Paterson National Park Bid On Hold

The Record
By:  Alison Vekshin, States News Service
March 14, 2001

WASHINGTON -- Congressional efforts to designate Paterson's Great Falls Historic District a national park were brought to a halt Tuesday when a Department of the Interior representative announced a temporary moratorium on new park designations.

The announcement came during a House committee hearing on a bill introduced by Rep. Bill Pascrell Jr., D-Paterson, to authorize the secretary of the interior to study adding the falls to the National Park System. Congressional approval of the study would be the first step toward securing the designation.

"Not only is the Great Falls Historic District historically significant, but the city of Paterson stands ready to work in conjunction with the National Park Service to develop its potential," Pascrell told the House Subcommittee on National Parks and Public Lands.

But Joseph E. Doddridge, acting assistant secretary for fish and wildlife and parks in the Department of the Interior, recommended the committee defer action on the bill until the National Park Service reduces the $4 billion backlog of studies and projects already in progress.
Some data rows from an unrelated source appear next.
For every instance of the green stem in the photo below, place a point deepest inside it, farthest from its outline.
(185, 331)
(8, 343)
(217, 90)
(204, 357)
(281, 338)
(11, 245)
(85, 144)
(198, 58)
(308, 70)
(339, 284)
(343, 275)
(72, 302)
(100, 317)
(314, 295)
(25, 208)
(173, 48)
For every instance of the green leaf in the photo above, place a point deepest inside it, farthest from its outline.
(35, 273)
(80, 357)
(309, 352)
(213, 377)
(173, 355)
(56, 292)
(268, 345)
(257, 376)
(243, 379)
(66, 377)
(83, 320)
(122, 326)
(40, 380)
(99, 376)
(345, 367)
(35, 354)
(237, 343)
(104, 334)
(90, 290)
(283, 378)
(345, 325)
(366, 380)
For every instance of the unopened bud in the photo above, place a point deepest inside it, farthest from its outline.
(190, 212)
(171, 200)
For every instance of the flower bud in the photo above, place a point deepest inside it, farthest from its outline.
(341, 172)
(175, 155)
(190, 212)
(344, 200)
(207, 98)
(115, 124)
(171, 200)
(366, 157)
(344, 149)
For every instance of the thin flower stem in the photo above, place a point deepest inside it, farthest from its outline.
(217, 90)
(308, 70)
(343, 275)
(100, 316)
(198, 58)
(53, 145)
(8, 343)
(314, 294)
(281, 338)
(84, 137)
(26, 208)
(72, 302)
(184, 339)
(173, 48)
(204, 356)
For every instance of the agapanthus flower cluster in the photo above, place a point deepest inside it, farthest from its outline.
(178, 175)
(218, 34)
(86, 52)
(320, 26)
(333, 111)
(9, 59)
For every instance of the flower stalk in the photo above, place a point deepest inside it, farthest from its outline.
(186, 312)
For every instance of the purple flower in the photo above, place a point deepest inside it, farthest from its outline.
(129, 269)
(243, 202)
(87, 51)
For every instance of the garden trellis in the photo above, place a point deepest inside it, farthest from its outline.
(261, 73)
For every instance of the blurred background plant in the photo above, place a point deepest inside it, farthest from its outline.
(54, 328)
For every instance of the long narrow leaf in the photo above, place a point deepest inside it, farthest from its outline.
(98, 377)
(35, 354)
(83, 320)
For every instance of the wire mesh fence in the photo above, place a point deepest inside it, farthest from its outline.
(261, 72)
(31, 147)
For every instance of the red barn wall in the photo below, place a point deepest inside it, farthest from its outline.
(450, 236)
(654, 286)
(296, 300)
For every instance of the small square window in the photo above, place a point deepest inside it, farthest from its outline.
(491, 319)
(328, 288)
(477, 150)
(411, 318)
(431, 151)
President Bush has asked the department to reduce the backlog within five years.

Doddridge said the department was imposing a temporary moratorium on new park unit designations or new studies "so that we can focus our existing staff and resources on taking care of what we now own."

Pascrell denounced the policy.

"To be told in the very beginning that we shouldn't be here in the first place to me is a bit disingenuous," Pascrell said.

Rep. Joel Hefley, R-Colo., the subcommittee chairman, agreed.

"The idea that we will not ask you to do more studies is a little far-fetched," Hefley told Doddridge.

Doddridge said he would pass along the comments to his department.

The 119-acre district includes the 77-foot Great Falls, the Paterson Museum, and old manufacturing mills. It has been on the National Register of Historic Places since 1970 and has been a National Historic Landmark since 1976.

Anna-Lisa Dopirak, community development director for Paterson, testified to the historic significance of the falls. She said Paterson, founded by Alexander Hamilton in 1792, was one of the nation's first planned industrialized cities.

Pascrell, a former Paterson mayor, introduced his bill Jan. 3. Sens. Robert G. Torricelli and Jon S. Corzine, New Jersey Democrats, introduced a Senate version of the bill Feb. 15.